昨日の夕方遅くにショーンからの連絡を受けた侯爵は、予告通りその30分後には馬車に乗って帰路についていた。
それも猛スピードで。
普段から口数が少ない人だったけど、その時は輪をかけて何も喋らなかったから、車内の雰囲気が気まずいことこの上なくて。
侯爵はただ手をキツく握りしめて項垂れているばかりだし、夜間だから外の景色など見える筈もない。
高熱、と聞いたから軽く考えるべきではないのだろうし、僕も心配ではあるけれど、アデラインは元々が病弱な訳でもない。

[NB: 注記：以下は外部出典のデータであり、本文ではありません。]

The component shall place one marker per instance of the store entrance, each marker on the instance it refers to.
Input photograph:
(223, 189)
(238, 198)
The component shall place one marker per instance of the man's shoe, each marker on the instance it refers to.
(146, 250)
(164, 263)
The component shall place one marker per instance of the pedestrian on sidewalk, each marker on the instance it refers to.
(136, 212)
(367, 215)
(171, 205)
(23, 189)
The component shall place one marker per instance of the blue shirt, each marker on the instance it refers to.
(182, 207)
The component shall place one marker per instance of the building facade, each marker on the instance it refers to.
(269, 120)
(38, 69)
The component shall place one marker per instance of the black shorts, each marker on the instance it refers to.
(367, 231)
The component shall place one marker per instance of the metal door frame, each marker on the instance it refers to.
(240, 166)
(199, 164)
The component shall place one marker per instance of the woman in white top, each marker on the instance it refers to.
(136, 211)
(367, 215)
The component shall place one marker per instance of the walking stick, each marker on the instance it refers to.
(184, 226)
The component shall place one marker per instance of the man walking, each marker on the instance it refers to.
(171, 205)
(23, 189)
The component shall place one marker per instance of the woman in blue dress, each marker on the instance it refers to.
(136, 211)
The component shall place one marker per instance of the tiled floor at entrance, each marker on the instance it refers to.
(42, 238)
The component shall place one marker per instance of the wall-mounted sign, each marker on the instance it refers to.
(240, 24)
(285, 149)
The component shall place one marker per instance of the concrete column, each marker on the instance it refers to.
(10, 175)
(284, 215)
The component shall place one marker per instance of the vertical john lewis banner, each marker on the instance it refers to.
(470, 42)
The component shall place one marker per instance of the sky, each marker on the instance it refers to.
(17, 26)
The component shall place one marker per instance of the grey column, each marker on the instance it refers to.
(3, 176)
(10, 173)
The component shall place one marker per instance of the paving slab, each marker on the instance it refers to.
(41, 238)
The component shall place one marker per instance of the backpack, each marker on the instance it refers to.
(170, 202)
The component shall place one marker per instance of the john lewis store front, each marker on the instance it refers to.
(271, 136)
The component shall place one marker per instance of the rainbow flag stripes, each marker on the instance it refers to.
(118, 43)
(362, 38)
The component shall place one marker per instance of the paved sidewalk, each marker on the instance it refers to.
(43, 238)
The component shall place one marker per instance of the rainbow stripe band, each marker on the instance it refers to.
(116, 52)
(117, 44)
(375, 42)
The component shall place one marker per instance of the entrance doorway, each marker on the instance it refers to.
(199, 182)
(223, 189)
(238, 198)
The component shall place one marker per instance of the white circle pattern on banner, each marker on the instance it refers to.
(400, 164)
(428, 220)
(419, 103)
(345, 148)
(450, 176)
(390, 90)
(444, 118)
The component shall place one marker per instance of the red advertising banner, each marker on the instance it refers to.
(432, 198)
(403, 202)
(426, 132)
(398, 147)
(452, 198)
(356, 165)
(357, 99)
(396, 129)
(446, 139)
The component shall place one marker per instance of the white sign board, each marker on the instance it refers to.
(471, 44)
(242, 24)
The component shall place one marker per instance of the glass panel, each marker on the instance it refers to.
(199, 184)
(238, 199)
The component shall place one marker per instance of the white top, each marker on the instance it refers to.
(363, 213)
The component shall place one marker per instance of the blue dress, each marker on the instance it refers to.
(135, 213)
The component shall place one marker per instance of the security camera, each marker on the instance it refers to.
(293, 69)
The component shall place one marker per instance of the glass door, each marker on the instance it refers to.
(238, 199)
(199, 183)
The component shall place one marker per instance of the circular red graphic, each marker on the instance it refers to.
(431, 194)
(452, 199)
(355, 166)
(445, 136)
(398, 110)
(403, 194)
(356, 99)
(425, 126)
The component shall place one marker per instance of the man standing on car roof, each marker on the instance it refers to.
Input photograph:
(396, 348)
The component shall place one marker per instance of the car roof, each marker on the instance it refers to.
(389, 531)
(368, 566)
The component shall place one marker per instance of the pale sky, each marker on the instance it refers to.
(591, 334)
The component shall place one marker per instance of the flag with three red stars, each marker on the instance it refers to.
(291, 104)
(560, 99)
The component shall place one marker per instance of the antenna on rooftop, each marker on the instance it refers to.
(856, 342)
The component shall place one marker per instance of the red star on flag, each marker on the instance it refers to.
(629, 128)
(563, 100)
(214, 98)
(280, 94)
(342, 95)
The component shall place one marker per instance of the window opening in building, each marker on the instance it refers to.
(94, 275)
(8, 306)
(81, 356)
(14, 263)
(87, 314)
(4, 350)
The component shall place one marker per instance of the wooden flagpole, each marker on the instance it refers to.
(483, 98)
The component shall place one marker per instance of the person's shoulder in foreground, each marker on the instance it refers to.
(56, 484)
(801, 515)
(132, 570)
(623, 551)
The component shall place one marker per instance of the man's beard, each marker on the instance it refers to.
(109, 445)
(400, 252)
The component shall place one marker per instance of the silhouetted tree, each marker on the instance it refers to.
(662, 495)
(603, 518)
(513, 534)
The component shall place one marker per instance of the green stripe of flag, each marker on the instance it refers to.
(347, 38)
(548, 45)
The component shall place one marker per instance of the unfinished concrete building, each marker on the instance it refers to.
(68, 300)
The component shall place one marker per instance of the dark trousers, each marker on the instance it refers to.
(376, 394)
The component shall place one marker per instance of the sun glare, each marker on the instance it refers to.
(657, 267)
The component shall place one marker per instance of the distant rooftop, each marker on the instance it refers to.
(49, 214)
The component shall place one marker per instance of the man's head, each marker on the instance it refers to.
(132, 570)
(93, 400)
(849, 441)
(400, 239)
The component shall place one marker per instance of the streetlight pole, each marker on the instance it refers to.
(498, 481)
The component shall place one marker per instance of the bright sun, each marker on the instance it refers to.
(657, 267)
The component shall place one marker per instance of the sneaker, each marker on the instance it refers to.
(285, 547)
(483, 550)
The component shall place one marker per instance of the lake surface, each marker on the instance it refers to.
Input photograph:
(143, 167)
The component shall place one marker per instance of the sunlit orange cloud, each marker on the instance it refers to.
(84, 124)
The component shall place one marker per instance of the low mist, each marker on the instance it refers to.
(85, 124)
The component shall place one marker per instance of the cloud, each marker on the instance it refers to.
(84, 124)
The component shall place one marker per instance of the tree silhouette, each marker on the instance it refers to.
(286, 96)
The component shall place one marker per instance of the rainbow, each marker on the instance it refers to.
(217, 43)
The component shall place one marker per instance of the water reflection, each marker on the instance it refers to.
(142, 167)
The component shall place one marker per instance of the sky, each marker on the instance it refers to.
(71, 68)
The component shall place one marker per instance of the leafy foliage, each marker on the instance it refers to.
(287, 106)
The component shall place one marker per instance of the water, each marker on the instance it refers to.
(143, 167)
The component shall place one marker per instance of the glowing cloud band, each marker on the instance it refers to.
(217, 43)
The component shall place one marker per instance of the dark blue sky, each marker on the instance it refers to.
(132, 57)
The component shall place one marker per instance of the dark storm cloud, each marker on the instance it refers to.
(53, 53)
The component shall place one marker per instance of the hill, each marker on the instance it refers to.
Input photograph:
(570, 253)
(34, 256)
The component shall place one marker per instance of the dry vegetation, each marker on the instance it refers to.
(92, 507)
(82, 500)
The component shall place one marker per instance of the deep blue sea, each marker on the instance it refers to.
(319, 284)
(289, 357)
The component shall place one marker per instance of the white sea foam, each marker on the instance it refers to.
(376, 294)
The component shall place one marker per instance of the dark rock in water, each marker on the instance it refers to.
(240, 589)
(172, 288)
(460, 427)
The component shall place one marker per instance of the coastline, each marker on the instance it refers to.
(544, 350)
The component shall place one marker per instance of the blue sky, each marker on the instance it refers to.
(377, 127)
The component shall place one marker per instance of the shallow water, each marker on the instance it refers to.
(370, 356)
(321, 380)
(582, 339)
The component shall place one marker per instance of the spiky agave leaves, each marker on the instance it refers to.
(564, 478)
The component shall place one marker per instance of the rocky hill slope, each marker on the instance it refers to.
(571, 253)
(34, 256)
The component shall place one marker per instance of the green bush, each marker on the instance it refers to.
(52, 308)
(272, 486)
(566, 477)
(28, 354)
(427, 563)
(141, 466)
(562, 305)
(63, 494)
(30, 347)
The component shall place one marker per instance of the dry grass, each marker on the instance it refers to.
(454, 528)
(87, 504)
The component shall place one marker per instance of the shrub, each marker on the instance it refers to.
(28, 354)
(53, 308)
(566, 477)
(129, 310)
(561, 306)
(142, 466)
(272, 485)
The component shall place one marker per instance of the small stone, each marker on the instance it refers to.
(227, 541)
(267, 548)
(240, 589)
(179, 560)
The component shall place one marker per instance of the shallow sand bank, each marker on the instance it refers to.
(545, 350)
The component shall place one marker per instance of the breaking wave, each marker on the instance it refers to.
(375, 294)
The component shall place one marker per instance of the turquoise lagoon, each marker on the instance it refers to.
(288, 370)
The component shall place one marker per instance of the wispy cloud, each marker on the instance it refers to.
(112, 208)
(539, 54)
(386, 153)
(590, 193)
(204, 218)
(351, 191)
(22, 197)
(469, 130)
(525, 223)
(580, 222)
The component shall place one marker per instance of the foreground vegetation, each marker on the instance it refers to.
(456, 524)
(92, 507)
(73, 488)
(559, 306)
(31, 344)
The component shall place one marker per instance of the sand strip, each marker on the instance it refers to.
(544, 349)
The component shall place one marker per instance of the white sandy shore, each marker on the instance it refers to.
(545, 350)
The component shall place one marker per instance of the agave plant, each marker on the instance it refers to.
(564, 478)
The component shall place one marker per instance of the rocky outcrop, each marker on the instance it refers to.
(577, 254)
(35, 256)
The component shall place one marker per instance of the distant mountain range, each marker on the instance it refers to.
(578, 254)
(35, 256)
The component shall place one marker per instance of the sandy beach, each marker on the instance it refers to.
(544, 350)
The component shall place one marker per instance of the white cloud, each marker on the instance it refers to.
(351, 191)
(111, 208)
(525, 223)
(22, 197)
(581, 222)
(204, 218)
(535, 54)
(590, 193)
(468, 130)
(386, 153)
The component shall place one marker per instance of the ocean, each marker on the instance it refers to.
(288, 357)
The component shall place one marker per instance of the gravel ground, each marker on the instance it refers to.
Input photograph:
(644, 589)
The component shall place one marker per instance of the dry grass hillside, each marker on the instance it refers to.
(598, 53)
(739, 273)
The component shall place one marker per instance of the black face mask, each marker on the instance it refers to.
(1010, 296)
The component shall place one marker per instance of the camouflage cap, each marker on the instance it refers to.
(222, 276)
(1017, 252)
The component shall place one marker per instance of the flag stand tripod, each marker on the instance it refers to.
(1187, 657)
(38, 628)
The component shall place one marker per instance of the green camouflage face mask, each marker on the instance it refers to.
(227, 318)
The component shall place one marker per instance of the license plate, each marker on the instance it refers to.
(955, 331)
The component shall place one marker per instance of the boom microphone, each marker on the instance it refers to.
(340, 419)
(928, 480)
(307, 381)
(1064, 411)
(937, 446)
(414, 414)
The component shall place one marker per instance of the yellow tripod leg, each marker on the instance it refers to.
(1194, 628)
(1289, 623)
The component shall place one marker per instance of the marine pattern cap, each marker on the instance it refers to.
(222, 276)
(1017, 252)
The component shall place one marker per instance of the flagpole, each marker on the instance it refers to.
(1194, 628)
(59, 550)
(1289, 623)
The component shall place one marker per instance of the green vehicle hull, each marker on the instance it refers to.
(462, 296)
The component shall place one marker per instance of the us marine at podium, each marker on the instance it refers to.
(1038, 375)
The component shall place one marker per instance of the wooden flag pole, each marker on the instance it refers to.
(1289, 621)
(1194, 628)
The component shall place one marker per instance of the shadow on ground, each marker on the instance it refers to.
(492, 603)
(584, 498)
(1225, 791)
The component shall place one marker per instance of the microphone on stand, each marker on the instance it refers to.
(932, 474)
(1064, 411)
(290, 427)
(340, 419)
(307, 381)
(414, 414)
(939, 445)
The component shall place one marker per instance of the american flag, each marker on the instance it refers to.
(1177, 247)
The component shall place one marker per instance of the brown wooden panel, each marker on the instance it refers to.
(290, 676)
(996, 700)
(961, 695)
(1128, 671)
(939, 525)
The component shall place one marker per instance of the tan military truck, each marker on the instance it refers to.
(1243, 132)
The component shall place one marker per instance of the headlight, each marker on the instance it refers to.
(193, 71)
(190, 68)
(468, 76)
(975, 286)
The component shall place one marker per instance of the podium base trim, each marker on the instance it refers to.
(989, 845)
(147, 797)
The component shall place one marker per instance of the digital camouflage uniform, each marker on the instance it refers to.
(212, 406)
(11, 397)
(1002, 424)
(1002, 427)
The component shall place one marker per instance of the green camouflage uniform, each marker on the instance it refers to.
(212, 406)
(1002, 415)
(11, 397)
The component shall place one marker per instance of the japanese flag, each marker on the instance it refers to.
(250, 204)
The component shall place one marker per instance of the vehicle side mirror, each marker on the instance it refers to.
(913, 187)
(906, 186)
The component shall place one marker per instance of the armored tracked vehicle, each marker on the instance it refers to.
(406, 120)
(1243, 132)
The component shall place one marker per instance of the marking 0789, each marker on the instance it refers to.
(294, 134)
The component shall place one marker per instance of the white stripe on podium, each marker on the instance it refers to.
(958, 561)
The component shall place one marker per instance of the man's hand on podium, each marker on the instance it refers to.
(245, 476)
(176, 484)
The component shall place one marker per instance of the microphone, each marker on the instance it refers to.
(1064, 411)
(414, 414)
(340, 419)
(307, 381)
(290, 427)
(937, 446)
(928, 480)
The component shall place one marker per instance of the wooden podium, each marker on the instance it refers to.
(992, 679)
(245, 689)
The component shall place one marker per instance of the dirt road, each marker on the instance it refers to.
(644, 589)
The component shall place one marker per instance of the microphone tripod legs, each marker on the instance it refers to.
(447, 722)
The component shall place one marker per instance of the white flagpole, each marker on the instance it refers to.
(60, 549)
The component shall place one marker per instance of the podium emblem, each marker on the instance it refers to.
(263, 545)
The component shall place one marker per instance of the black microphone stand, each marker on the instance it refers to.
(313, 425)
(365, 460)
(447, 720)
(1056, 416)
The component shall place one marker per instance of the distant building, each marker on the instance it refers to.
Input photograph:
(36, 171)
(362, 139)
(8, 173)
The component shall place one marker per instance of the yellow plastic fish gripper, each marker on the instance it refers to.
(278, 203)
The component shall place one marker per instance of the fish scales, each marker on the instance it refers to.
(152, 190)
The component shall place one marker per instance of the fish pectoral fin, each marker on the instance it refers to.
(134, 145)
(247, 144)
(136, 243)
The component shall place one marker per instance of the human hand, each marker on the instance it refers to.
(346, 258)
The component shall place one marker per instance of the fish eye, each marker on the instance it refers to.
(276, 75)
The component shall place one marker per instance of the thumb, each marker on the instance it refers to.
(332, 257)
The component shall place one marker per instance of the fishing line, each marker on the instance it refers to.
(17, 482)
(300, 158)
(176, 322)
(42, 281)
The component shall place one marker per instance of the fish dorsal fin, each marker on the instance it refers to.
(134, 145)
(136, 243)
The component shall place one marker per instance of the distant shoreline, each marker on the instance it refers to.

侯爵が何をそんなに焦っているのか、普段の無関心ぶりを考えると理解できなかった。
3時間ほど経った頃だろうか。
侯爵がぽつりと呟いた。
「アーリンも・・・最初は熱だった」
「・・・はい?」
「原因不明の高熱が続いたかと思ったら、発疹が表れて・・・やがて意識を失くして、そのまま・・・」
「・・・それは亡き侯爵夫人のことですか?」
義父は黙って頷いた。
「・・・そんなに心配するくらいなら、どうして」
思わず疑問が口を突いて出た。
「どうして、今までアデルを放っておいたんですか」
だって、貴方はアデルの事を嫌ってなんかいないでしょう?
「アデルは・・・貴方に嫌われていると、いえ、何の関心も持たれていないと思って傷ついているんですよ?」
僕は養子であって、本当に血の繋がった家族ではない。
だから今まで口が出せなかったけど。
「・・・お前は、何も知らないからそう言えるのだ」
「僕が知っている筈がないでしょう。義父上は、僕に何も説明して下さらなかったじゃないですか」
「・・・説明など出来る筈がないし、する気もない。・・・少なくとも今は」
「・・・義父上」
「だからこれ以上は聞くな」
「・・・分かりました」
それきり、僕と義父は口を噤んだ。
馬車が屋敷に着くまでの残りの時間ずっと。
そして明け方頃、僕と義父を乗せた馬車は、ようやくノッガー侯爵邸に到着したのだった。
馬車から降りようと立ち上がった義父に僕は声をかけた。
「今は説明する気がない、と、そう仰いましたが」
義父は動きを止める。
「それは、いつか話して頂けるという事ですよね?」
「・・・」
まだ薄暗かったから見間違いかもしれないけど。
僕には侯爵が僅かに頷いたように見えた。